Step 1. Ensure that you have the dataset file named `transactions.csv` in the current directory.

The dataset is a subset of https://www.kaggle.com/ealaxi/paysim1/version/2 which was originally generated as part of the following research:

E. A. Lopez-Rojas , A. Elmir, and S. Axelsson. "PaySim: A financial mobile money simulator for fraud detection". In: The 28th European Modeling and Simulation Symposium-EMSS, Larnaca, Cyprus. 2016

Step 2. Complete the following exercises.

0. Read the dataset (`transactions.csv`) as a Pandas dataframe. Note that the first row of the CSV contains the column names.

0. Return the column names as a list from the dataframe.

0. Return the first k rows from the dataframe.

0. Return a random sample of k rows from the dataframe.

0. Return a list of the unique transaction types.

0. Return a Pandas series of the top 10 transaction destinations with frequencies.

0. Return all the rows from the dataframe for which fraud was detected.

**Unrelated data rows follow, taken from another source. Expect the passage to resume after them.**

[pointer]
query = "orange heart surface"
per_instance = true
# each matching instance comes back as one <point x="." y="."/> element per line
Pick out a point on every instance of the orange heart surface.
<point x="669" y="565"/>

0. Bonus. Return a dataframe that contains the number of distinct destinations that each source has interacted with to, sorted in descending order. You will find [groupby](https://pandas.pydata.org/pandas-docs/stable/reference/api/pandas.DataFrame.groupby.html) and [agg](https://pandas.pydata.org/pandas-docs/stable/reference/api/pandas.core.groupby.DataFrameGroupBy.aggregate.html) useful. The predefined aggregate functions are under `pandas.core.groupby.GroupBy.*`. See the [left hand column](https://pandas.pydata.org/pandas-docs/stable/reference/api/pandas.core.groupby.DataFrameGroupBy.nunique.html).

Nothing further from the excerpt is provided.